The move will come as a boost for prime minister Gordon Brown, who first proposed such a tax cut more than a year ago in a joint statement with French president Nicolas Sarkozy.
In response to the Lords report, a Treasury spokesman said: "The government has been engaging constructively at EU level for more widespread application of reduced VAT rates to energy-saving and energy-efficient products. "
The recommendation forms part of a waste reduction report which aims to reduce company and public sector waste and encourage businesses to adopt greener strategies.
Another recommendation would see reduced VAT on the repair of products to encourage more sustainable consumption.
"We would like to see the VAT regime reformed so that products that have a long lifecycle, or can be easily and cheaply repaired rather than replaced, are made economically more attractive," said Lord O'Neill, chairman of the Lords Science and Technology Sub-Committee on Waste Reduction.

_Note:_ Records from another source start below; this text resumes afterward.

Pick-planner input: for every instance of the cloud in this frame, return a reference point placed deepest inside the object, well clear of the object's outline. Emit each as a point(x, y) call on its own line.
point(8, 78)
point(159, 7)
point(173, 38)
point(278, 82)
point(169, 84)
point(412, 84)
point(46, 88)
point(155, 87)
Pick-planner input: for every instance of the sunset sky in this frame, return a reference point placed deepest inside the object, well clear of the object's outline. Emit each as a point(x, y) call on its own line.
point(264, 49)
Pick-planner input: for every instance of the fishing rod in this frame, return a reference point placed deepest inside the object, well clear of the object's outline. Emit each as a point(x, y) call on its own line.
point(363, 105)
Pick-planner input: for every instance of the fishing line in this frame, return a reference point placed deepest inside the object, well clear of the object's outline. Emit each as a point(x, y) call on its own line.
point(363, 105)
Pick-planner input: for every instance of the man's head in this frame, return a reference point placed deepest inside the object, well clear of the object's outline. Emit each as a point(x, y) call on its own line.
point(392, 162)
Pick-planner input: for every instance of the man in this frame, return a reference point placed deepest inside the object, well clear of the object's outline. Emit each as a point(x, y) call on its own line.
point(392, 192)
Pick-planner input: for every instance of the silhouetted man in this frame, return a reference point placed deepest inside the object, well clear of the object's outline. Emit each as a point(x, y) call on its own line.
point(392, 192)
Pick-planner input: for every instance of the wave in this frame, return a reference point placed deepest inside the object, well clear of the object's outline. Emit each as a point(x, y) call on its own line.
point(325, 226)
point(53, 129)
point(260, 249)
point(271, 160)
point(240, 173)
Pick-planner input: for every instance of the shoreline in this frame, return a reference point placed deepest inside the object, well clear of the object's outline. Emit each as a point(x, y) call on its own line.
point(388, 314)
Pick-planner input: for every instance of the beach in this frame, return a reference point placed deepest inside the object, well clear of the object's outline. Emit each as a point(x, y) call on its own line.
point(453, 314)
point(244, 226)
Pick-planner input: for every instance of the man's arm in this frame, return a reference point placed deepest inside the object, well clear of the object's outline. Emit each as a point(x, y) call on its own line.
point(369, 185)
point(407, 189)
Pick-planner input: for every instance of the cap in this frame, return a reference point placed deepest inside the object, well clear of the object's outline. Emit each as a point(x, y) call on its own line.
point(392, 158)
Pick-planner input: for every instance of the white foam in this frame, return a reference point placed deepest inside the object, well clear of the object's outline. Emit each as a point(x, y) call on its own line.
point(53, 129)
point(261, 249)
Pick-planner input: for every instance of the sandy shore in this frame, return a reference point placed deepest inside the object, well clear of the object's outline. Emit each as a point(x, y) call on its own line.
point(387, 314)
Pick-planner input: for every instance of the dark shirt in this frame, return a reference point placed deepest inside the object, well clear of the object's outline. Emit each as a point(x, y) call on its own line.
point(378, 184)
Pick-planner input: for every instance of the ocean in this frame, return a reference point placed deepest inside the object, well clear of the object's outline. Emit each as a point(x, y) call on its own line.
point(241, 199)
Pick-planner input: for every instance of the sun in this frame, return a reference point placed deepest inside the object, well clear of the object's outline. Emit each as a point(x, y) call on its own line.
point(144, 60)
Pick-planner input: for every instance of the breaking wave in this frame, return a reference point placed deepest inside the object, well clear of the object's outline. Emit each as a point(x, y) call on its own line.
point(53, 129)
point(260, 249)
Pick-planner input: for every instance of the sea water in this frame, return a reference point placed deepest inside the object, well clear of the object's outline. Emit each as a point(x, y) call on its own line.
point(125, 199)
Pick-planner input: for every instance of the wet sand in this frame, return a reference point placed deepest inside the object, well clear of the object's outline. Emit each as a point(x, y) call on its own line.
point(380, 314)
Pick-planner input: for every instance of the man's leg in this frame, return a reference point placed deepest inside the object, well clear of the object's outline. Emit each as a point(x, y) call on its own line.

"This would be an important step in turning away from the throwaway consumer culture we currently have."
The Lords report also called on the government to introduce "individual producer responsibility" that would encourage companies to take waste reduction more seriously.
The study points to electronics manufacturers that have already asked to be held responsible for their own waste to ensure that their own good practice is not undermined by companies making less of an effort.
The committee added that government funding to environmental business support bodies should not have been reduced, and that a set proportion of landfill tax revenue should be used to fund waste reduction initiatives.
Mike Webster, a spokesman at environmental organisation Waste Watch, said the most important aspect of the report is the effect that a reduced tax on repair services would have on manufacturers.
"Currently a lot of people cannot justify spending a huge amount on a product just because it lasts longer," he said.
"But if this recommendation is followed through it should encourage modern electronics manufacturers to produce fewer obsolete products."